Si l’on prend en considération les témoignages, l'étendue, l’intensité et la durée de l’attaque, ainsi que le fait que les attaquants étaient bien armés, il est probable que moins de cent hommes auraient pu mener l’opération. Comme mentionné ci-dessus, les survivants ont rapporté que seul un ou deux, parfois trois, attaquants sont arrivés à la porte de chaque tente. Pendant l’heure qu’a environ duré l’attaque, les tentes n’ont pas été attaquées simultanément, ce qui laisse entendre que les attaquants se déplaçaient de tente en tente.

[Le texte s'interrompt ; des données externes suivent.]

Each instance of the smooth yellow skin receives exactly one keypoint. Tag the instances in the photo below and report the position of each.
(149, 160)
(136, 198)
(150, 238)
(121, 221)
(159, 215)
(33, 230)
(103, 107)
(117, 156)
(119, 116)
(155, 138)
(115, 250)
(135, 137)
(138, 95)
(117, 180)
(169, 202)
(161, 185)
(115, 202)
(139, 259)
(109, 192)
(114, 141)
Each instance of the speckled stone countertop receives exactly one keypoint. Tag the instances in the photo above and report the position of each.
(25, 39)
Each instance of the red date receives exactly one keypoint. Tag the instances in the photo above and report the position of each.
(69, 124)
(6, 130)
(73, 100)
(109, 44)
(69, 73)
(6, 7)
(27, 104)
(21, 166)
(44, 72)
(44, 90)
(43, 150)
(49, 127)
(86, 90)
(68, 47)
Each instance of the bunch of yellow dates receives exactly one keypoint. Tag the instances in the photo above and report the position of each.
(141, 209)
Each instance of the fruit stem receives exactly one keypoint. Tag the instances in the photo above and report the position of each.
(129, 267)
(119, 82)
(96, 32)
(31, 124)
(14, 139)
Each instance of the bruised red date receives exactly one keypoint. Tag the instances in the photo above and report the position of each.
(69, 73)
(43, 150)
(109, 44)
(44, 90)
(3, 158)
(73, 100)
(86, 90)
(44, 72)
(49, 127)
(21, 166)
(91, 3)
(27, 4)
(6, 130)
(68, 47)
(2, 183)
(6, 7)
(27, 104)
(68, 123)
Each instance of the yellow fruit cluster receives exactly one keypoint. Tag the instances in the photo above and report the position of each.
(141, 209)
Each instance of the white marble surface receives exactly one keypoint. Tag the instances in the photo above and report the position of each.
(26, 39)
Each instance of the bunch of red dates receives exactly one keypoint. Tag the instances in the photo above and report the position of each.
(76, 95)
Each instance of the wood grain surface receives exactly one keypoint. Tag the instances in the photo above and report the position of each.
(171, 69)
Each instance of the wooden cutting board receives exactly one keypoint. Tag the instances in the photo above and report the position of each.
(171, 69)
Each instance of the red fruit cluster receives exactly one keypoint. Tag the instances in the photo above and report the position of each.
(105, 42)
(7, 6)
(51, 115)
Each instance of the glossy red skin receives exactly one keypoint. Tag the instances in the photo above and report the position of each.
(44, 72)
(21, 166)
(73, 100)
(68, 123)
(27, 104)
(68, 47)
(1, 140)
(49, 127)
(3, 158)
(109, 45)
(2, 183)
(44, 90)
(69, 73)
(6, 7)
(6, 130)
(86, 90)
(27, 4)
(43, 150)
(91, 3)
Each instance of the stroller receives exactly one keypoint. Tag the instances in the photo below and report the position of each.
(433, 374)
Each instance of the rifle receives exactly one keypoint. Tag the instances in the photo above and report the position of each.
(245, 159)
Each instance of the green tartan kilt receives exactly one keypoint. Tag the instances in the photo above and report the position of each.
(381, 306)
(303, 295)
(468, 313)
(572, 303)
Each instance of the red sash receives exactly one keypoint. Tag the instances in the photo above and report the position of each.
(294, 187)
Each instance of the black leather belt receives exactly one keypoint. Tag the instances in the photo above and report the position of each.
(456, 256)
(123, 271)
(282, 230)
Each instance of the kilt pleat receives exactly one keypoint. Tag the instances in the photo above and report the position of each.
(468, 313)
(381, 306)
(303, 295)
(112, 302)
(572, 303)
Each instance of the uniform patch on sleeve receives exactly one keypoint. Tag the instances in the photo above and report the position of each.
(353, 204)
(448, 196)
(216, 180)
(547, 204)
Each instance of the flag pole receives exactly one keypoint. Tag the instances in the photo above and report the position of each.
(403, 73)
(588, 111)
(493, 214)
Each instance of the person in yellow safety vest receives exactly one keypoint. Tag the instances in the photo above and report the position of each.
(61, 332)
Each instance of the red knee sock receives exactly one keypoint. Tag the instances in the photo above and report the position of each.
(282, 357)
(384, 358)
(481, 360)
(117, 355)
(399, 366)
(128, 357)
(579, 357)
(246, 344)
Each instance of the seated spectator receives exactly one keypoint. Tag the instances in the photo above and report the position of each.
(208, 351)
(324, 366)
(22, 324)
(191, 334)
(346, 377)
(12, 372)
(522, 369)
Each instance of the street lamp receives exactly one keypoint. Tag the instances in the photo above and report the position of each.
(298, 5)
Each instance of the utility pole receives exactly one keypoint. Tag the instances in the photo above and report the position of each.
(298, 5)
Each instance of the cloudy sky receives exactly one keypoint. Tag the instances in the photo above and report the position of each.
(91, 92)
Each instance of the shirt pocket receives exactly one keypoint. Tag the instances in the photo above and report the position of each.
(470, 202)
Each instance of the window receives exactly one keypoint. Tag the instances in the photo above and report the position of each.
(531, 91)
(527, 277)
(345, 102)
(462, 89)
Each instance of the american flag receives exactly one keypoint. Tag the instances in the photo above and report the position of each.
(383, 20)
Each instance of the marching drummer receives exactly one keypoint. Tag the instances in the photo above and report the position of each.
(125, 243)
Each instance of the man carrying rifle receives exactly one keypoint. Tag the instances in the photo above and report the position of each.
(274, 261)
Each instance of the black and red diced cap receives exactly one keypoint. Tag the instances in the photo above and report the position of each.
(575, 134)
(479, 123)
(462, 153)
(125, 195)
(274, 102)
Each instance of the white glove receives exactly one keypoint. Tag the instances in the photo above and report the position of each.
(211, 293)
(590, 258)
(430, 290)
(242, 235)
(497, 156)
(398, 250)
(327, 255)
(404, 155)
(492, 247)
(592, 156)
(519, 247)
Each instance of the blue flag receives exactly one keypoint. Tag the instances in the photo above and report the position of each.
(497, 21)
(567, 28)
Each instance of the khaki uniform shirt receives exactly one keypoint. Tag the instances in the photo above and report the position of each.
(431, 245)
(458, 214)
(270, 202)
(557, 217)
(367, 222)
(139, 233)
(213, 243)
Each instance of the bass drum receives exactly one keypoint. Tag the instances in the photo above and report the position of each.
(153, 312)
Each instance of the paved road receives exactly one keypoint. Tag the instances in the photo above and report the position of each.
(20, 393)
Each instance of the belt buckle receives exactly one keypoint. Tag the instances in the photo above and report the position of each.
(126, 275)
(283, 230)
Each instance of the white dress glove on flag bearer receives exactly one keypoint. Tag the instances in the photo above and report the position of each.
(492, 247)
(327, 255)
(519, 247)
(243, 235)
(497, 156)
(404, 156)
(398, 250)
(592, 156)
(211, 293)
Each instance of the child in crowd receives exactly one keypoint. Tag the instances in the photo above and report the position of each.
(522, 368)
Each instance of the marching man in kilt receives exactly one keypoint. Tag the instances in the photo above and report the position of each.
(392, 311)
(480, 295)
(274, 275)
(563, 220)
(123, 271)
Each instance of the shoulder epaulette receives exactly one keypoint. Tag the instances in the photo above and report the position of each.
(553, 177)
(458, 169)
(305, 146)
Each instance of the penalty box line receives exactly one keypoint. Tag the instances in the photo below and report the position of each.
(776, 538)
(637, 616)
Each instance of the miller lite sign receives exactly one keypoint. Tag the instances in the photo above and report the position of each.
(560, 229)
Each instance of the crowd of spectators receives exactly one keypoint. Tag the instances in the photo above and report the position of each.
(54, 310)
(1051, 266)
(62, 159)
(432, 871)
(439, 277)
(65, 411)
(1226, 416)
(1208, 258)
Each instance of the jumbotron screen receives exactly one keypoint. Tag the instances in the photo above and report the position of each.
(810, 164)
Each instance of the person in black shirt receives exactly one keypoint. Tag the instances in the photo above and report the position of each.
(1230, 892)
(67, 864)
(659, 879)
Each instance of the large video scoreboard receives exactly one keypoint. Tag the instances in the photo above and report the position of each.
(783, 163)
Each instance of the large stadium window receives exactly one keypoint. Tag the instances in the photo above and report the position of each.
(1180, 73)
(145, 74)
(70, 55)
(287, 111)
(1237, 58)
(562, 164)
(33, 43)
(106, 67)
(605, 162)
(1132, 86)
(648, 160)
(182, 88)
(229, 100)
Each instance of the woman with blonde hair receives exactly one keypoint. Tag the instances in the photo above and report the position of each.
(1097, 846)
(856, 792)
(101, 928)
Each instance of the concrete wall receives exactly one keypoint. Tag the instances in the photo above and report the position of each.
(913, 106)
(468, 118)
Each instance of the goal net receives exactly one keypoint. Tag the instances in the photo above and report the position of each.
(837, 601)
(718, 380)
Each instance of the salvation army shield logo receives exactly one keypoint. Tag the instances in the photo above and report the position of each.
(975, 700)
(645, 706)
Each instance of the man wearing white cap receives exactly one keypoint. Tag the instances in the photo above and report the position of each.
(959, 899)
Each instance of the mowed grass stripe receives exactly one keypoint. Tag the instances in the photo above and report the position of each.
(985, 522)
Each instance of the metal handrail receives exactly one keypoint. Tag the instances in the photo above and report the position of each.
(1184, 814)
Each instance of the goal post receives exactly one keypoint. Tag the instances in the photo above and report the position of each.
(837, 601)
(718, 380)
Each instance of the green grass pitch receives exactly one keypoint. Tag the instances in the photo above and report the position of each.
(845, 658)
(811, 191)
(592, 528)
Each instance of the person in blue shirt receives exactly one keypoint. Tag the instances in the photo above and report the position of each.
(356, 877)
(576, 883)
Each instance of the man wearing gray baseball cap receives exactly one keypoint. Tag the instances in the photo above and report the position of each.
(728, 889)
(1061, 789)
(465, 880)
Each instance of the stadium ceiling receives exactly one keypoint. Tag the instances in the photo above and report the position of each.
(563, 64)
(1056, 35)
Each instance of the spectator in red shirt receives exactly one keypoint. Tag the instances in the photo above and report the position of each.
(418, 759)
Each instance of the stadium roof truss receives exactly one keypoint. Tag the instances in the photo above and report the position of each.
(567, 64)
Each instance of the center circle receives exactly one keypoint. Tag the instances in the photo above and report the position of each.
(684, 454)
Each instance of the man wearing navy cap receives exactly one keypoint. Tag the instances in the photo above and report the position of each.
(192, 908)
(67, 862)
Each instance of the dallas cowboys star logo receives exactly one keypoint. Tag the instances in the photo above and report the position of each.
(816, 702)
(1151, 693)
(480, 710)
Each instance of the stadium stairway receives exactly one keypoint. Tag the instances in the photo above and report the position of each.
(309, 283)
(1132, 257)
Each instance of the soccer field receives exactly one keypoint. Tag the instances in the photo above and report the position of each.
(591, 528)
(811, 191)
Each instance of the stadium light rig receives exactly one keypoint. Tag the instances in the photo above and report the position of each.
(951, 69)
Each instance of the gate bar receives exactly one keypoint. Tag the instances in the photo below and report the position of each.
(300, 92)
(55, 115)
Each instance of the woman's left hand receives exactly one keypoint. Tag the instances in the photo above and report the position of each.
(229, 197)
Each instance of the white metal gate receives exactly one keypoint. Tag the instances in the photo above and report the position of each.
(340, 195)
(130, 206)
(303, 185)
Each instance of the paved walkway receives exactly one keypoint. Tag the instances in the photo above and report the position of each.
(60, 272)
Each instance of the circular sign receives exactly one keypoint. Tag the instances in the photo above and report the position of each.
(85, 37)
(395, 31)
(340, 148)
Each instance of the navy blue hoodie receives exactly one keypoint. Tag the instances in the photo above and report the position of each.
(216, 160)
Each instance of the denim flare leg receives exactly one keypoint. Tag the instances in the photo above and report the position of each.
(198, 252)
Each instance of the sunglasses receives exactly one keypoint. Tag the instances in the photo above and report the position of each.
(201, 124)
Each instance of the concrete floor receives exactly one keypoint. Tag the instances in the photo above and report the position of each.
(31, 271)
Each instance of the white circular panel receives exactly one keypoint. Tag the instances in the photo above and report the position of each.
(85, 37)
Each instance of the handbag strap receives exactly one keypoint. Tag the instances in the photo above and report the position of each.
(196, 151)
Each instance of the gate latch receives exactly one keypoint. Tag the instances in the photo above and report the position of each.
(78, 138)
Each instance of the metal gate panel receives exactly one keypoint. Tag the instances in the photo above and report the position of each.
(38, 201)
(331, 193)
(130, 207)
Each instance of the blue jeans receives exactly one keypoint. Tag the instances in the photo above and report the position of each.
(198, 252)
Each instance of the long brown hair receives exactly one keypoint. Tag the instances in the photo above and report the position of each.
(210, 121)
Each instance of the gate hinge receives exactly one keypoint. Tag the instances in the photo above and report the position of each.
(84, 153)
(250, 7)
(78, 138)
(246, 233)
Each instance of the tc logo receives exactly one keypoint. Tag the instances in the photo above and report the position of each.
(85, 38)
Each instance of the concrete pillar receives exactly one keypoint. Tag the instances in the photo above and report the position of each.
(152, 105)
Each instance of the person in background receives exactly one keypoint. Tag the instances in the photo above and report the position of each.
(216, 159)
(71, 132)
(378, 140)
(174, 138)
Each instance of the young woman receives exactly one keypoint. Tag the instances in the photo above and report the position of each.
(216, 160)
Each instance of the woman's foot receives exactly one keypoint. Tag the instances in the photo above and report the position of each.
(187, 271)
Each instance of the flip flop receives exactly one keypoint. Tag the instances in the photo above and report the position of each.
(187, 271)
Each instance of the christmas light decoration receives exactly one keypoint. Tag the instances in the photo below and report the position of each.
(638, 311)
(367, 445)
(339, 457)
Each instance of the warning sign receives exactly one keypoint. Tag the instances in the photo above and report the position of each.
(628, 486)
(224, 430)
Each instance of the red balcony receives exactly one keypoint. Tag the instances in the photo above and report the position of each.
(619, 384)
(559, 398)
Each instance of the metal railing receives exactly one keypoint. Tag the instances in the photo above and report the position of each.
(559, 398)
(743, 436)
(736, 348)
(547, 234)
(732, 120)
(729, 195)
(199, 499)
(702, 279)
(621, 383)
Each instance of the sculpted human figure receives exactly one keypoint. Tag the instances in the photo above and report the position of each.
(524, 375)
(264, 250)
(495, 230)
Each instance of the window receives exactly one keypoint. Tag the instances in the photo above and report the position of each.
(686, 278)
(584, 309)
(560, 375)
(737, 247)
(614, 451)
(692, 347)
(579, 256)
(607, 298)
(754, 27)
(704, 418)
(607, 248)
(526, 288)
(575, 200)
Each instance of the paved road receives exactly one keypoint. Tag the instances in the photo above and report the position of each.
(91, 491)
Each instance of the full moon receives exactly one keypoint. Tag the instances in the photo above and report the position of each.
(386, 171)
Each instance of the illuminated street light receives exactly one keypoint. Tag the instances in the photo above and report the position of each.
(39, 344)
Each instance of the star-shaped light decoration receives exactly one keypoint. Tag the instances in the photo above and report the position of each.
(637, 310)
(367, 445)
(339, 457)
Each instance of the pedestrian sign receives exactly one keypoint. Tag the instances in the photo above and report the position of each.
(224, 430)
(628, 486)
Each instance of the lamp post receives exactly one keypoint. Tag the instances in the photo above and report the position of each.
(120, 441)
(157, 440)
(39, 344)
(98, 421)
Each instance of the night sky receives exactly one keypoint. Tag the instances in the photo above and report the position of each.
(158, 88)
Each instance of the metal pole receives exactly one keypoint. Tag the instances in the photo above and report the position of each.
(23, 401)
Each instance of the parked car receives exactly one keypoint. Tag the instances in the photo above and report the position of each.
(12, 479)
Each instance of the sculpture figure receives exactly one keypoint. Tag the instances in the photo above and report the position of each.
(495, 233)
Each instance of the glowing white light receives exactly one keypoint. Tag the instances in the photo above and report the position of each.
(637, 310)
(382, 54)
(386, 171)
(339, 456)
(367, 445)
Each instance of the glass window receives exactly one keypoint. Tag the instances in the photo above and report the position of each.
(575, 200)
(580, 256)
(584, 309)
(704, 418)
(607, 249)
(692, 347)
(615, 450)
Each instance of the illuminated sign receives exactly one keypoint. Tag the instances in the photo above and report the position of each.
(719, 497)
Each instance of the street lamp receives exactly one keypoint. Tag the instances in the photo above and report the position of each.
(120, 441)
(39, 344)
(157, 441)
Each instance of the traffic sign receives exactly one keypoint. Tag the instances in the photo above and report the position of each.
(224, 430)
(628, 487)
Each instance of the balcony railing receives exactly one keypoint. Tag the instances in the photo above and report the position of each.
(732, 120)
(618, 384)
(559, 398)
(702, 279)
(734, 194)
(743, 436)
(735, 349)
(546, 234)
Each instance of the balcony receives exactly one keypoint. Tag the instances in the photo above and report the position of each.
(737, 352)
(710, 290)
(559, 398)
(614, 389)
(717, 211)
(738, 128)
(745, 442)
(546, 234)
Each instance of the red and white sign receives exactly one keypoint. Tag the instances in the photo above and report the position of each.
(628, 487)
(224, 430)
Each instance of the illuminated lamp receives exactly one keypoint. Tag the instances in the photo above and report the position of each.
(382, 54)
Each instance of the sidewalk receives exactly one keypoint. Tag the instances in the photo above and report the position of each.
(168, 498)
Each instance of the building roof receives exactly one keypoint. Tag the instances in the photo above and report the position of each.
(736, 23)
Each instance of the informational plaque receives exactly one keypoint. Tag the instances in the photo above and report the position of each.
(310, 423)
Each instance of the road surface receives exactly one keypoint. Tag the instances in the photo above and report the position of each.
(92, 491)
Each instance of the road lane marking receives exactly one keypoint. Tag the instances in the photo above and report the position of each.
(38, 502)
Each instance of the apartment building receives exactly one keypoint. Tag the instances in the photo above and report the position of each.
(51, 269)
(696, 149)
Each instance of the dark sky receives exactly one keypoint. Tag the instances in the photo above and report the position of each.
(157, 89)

L’attaque ne fut pas non plus d’intensité uniforme : sur les quinze tentes, les tentes les plus endommagées ont été celles qui se trouvaient à chaque extrémité, tandis que certaines autres sont demeurées relativement intactes. Les attaquants sont arrivés d’une seule direction  et n’ont pas encerclé les tentes, bien que la structure n’occupait qu’un espace limité. C’est parce qu’ils n’ont pas encerclé le site que beaucoup ont pu s’échapper par l’arrière des tentes et chercher refuge dans la brousse des alentours. Le chiffre de cent attaquants environ s’accorde généralement avec les estimations qu’ont faites eux-mêmes des Burundais qui habitaient dans les environs immédiats du site.78

Les attaquants qui ont maintenu sous le feu le camp militaire, et peut-être la brigade, auraient tout aussi bien pu être en petit nombre, et n'atteignaient certainement pas le chiffre de une ou deux compagnies. Attaquer une position militaire avec un petit groupe de cinq à dix hommes, qui la maintiennent sous un feu nourri, est une stratégie militaire fréquente chez les FNL.

Les autres auteurs

Si les attaquants s’élevaient à seulement une centaine d’hommes, les forces du FNL auraient probablement pu les fournir en totalité, ou presque. Les preuves tirées des langues parlées, bien qu’elles ne puissent pas mener à des conclusions définitives, suggèrent qu’il y avait d’autres auteurs présents. Des témoins ont, par ailleurs, mentionné avoir entendu des attaquants dire, « Nos camarades nous ont interdit de tuer du côté des Burundais », ce qui suggère que l’auteur de ces mots n’était pas lui-même un Burundais.79 Les preuves actuelles ne permettent pas d’autres conclusions relatives au nombre, à l’appartenance ethnique, à l’affiliation politique de ces personnes. Etant donné la présence de rebelles rwandais au Burundi, certains d’entre eux ont pu s’être joints au FNL, mais leur participation n’impliquerait pas nécessairement le FDLR. On trouve des Babembe dans les rangs des Mai Mai, mais hormis la présence d’un attaquant de langue Kibembe, les chercheurs de Human Rights Watch n’ont trouvé aucun élément qui prouve une implication des Mai Mai.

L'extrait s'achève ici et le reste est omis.